Spin-spin correlation between next neighbors on a four-site model. The $4t^2/U$ line is where the transition is expected analytically in the strong-$U$ limit. (a) Exact diagonalization. (b) Mean-field treatment which allows ferromagnetic and antiferromagnetic ordering. (c) Variational approach.

Figure 2

Double occupancy on a four-site model. (a) Exact diagonalization. (b) Hartree-Fock mean-field treatment which allows ferromagnetic and antiferromagnetic ordering. (c) Variational approach.

Figure 3

Correlation functions for two different, fixed values $U$, depending on $J$. The black line shows the exact solution.

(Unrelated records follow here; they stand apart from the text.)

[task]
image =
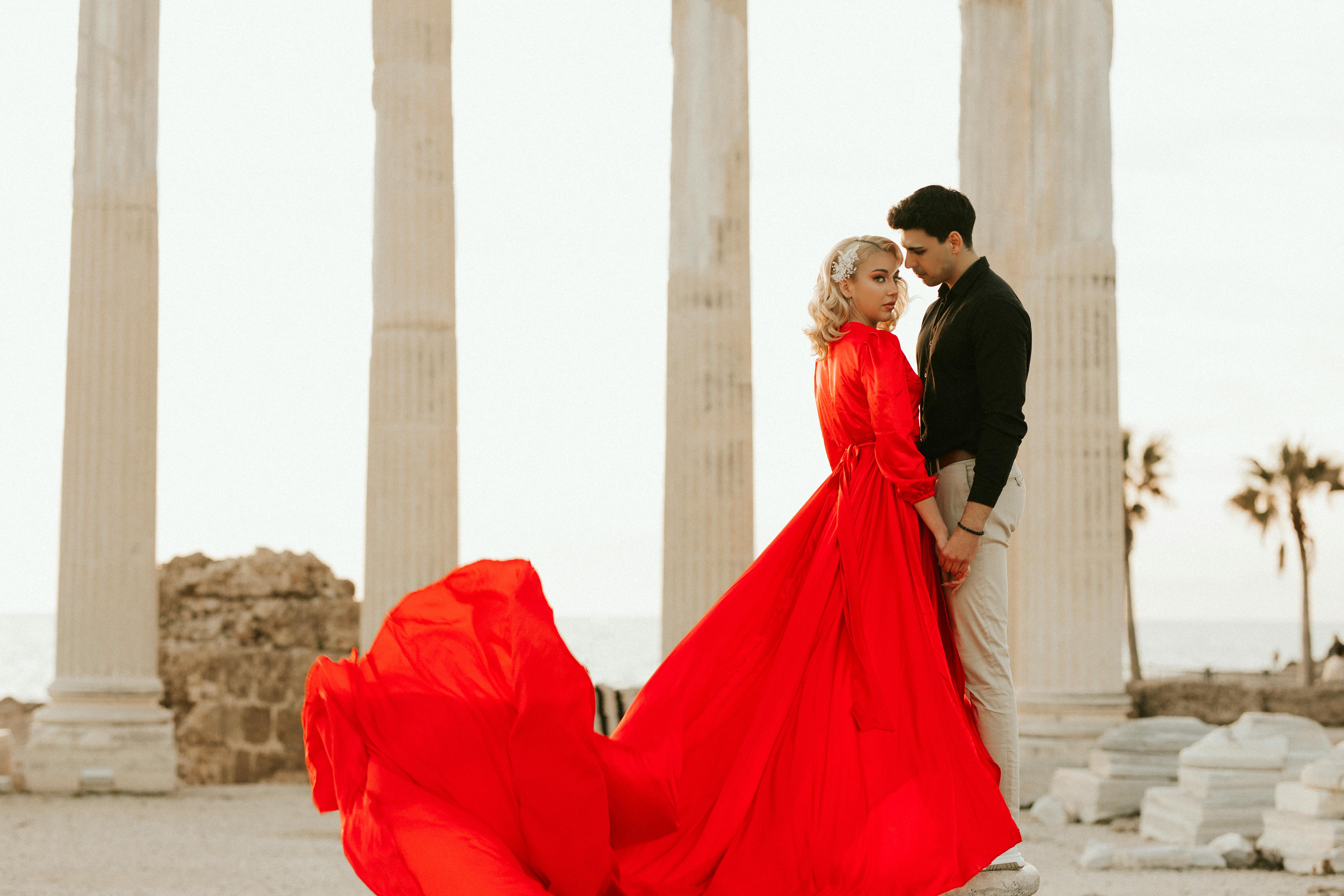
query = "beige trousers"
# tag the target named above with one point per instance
(980, 614)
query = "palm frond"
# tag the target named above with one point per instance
(1263, 507)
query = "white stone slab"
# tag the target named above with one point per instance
(1115, 764)
(1050, 812)
(1327, 772)
(1175, 817)
(1307, 846)
(1296, 797)
(1261, 741)
(1097, 856)
(1236, 850)
(1230, 786)
(1220, 750)
(1001, 883)
(1156, 735)
(1091, 799)
(1307, 738)
(1171, 856)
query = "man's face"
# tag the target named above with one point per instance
(927, 258)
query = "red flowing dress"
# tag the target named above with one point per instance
(810, 737)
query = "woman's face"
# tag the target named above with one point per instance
(873, 289)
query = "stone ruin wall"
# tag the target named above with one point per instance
(236, 641)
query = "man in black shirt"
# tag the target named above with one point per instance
(974, 353)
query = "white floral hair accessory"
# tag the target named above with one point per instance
(845, 264)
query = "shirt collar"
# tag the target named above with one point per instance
(967, 280)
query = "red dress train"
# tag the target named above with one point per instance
(810, 737)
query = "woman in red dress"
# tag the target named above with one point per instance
(810, 737)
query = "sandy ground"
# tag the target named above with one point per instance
(268, 839)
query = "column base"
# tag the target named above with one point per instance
(1058, 731)
(105, 742)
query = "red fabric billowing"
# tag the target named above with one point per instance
(808, 737)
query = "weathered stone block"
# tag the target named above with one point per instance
(1109, 764)
(1173, 816)
(1306, 846)
(1236, 850)
(290, 727)
(1230, 786)
(1323, 702)
(256, 723)
(1092, 799)
(1294, 796)
(1213, 702)
(1001, 883)
(237, 639)
(1327, 772)
(1162, 735)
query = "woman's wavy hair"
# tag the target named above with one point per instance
(830, 310)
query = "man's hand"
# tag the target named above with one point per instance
(963, 546)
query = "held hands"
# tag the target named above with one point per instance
(955, 558)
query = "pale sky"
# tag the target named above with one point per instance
(1229, 140)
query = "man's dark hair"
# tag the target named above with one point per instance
(937, 211)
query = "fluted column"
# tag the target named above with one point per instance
(104, 727)
(1037, 112)
(410, 528)
(708, 523)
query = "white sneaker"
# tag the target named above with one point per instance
(1011, 860)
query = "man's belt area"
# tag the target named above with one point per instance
(955, 456)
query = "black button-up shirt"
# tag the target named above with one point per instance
(974, 351)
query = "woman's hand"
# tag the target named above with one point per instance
(928, 511)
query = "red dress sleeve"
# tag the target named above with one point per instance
(882, 369)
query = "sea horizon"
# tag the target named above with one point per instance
(624, 651)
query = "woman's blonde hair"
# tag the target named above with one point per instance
(830, 308)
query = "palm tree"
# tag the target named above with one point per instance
(1144, 479)
(1268, 492)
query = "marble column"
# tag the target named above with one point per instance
(410, 527)
(708, 523)
(1037, 112)
(104, 729)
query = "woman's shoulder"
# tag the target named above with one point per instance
(882, 340)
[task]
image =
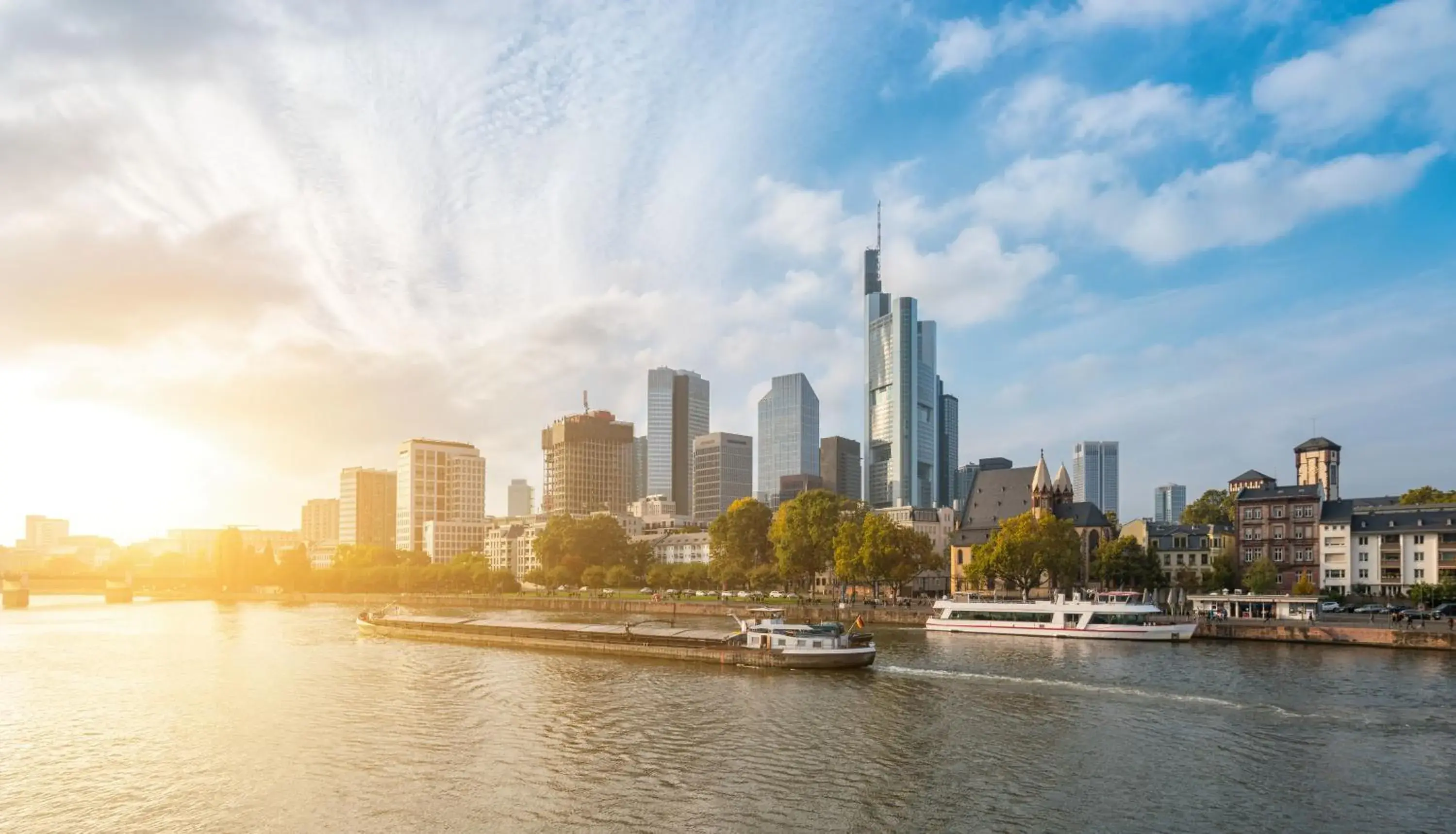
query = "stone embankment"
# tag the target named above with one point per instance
(1436, 635)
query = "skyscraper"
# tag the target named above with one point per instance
(788, 434)
(587, 463)
(723, 473)
(367, 500)
(1170, 501)
(676, 416)
(839, 466)
(900, 398)
(321, 520)
(948, 434)
(1094, 473)
(439, 481)
(520, 498)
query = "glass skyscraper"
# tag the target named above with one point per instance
(1170, 501)
(1094, 473)
(902, 444)
(676, 417)
(788, 434)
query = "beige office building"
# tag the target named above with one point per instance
(589, 465)
(437, 481)
(367, 507)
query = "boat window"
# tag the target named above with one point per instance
(1120, 619)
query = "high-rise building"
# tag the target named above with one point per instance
(43, 533)
(587, 463)
(723, 473)
(948, 441)
(788, 434)
(321, 520)
(437, 481)
(676, 416)
(640, 467)
(520, 498)
(839, 466)
(367, 501)
(1094, 473)
(900, 398)
(1170, 501)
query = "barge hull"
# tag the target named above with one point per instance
(720, 655)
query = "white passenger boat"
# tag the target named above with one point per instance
(1107, 616)
(823, 645)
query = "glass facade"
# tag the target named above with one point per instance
(788, 434)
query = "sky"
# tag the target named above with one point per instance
(245, 245)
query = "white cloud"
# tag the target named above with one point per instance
(967, 44)
(1047, 110)
(1398, 57)
(1242, 203)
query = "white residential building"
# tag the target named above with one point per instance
(439, 481)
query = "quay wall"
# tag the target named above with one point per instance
(1433, 636)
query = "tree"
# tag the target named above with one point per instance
(1261, 577)
(1429, 495)
(619, 577)
(1126, 564)
(595, 577)
(739, 539)
(1213, 507)
(803, 534)
(1026, 550)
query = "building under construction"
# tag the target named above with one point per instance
(589, 463)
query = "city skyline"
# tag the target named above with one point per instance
(290, 280)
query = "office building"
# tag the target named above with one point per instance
(948, 434)
(640, 467)
(437, 481)
(367, 502)
(678, 410)
(839, 466)
(587, 465)
(520, 498)
(1094, 473)
(788, 434)
(1170, 501)
(900, 398)
(723, 473)
(321, 520)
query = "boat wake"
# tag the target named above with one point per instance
(1100, 689)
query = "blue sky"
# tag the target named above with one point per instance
(276, 241)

The red dotted line stems from the mean-field solution, while the blue dashed lines come from our variational approach. [(a) and (b)] Next-neighbor spin-spin correlation. [(c) and (d)] Double occupancy.

Figure 4

Spin-spin correlation of the Hubbard-Heisenberg model between next neighbors on a half-filled square lattice, obtained from extrapolated data ($N\to \infty$) at $\beta t=10$. The $4t^2/U$ line is where the transition is expected analytically in the strong-$U$ limit. (a) Hartree-Fock mean-field treatment which allows ferromagnetic and antiferromagnetic ordering. (b) Variational approach.

Figure 5

Double occupancy of the Hubbard-Heisenberg model on a half-filled square lattice, obtained from extrapolated data ($N\to \infty$) at $\beta t=10$. (a) Hartree-Fock mean-field treatment which allows ferromagnetic and antiferromagnetic ordering. (b) Variational approach.

Figure 6

Double occupancy of the Hubbard-Heisenberg model as function of nearest-neighbor Heisenberg exchange $J$ at a fixed $U/t=3$. The shaded, grey area is meant to mark uncertainties resulting from finite size effects in the DQMC data.

Figure 7

Mean-field solutions for a half filled square lattice. (a) Next-neighbor spin-spin correlation with the $4t^2/U$ line. (b) Double occupancy.

Figure 8

(a) Double occupancy of a four-site Hubbard model at half filling, obtained from ED, DQMC for a set of Trotter steps. (b) Total error in the double occupancy after extrapolation $\mathrm{\Delta }\tau \to 0$. One extrapolation was performed with the two data points used throughout this work, the other included all Trotter steps from (a). The temperature is set to $\beta t=10$

Figure 9

Absolute errors which stem from the integration procedure and the remaining Trotter error. (a) Double occupancy. (b) Spin-spin correlation. (c) On-site interaction. (d) Magnetic field.

Figure 10

(a) Analytical (black line) and extrapolated (blue, dashed line) grand potential $\mathrm{\Phi }$ of $\tilde{H}$ with $\tilde{U}=0$. (b) Magnetization, computed as the derivative of $\mathrm{\Phi }$ with respect to $\tilde{B}$. (c) Double occupancy. (d) Next-neighbor spin-spin correlation.

Figure 11

Functional $\tilde{\mathrm{\Phi }}$, along the line connecting the two minima at ${(\tilde{U},\tilde{B})}_1\approx (1.11,0.34)$ and ${(\tilde{U},\tilde{B})}_2\approx (1.02,0.88)$, for fixed $(U,J)=(2.0,0.9525)$.